Strategic Arms Limitations Talks
1972 talks between President Nixon and Secretary Brezhnev that resulted in the Strategic Arms Limitation Treaty (or SALT), which limited the quantity of nuclear warheads each nation could possess, and prohibited the development of missile defense systems.
détente
Period of improving relations between the United States and Communist nations, particularly China and the Soviet Union, during the Nixon administration.
My Lai massacre
Massacre of 347 Vietnamese civilians in the village of My Lai by Lieutenant William Calley and troops under his command. U.S. army officers covered up the massacre for a year until an investigation uncovered the events.

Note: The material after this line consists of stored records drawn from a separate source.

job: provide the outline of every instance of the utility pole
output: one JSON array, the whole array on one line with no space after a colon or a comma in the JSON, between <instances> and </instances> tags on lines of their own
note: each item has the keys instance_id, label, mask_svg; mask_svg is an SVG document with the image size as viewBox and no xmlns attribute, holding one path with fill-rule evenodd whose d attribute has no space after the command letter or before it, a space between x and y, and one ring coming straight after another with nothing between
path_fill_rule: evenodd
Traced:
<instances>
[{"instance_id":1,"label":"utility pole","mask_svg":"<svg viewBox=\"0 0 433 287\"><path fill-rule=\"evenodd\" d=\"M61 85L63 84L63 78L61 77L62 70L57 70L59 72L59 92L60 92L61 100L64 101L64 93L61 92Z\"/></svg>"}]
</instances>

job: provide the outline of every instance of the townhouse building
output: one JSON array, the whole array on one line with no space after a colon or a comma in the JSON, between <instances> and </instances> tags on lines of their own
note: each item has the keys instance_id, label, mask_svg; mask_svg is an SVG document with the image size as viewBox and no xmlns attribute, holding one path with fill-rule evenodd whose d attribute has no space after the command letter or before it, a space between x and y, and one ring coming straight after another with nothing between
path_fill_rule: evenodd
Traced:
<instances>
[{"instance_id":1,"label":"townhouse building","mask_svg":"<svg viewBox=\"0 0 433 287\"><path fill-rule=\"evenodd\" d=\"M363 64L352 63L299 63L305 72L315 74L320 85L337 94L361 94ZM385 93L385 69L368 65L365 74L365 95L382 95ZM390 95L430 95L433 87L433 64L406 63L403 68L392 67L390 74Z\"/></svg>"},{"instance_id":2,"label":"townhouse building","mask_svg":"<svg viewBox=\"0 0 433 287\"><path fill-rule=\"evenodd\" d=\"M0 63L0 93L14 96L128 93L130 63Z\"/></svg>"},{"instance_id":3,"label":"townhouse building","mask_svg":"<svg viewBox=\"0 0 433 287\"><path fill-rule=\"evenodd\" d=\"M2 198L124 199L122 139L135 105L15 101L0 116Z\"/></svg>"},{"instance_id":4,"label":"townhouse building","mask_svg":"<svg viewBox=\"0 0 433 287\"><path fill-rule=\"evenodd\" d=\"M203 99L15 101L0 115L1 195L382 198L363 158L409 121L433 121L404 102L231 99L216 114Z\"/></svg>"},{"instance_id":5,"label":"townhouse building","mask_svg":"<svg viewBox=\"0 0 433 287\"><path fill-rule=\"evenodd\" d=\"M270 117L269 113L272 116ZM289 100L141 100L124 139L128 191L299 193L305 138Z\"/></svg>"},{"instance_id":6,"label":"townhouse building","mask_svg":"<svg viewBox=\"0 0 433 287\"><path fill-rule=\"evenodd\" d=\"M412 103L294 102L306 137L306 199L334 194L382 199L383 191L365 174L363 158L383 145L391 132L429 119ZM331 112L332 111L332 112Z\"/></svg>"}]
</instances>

Eventually twenty-five army officers were charged with complicity in the massacre and its cover-up, but only Calley was convicted. He served little time for his crimes.
Pentagon Papers
Informal name for the Defense Department’s secret history of the Vietnam conflict; leaked to the press by former official Daniel Ellsberg and published in the New York Times in 1971.
War Powers Act
Law passed in 1973, reflecting growing opposition to American involvement in the Vietnam War; required congressional approval before the president sent troops abroad.
Watergate
Washington office and apartment complex that lent its name to the 1972-72 scandal of the Nixon administration; when his knowledge of the break-in at the Watergate and subsequent cover-up were revealed, Nixon resigned the presidency under threat of impeachment.
Oil embargo
Prohibition on trade in oil declared by the Organization of Petroleum Exporting Countries, dominated by Middle Eastern producers, in October 1973 in response to U.S. and western European support for Israel in the 1973 Yom Kippur War. The rise in gas prices and fuel shortages resulted in a global economic recession and profoundly affected the American economy.
Three Mile Island
Nuclear power plant near Harrisburg, Pennsylvania, site of 1979 accident that released radioactive steam into the air; public reaction ended the nuclear power industry’s expansion.
Iran-Contra Affair
Scandal of the second Reagan administration involving sales of arms to Iran in partial exchange for release of hostages in Lebanon and use of the arms money to aid the Contras in Nicaragua, which had been expressly forbidden by Congress.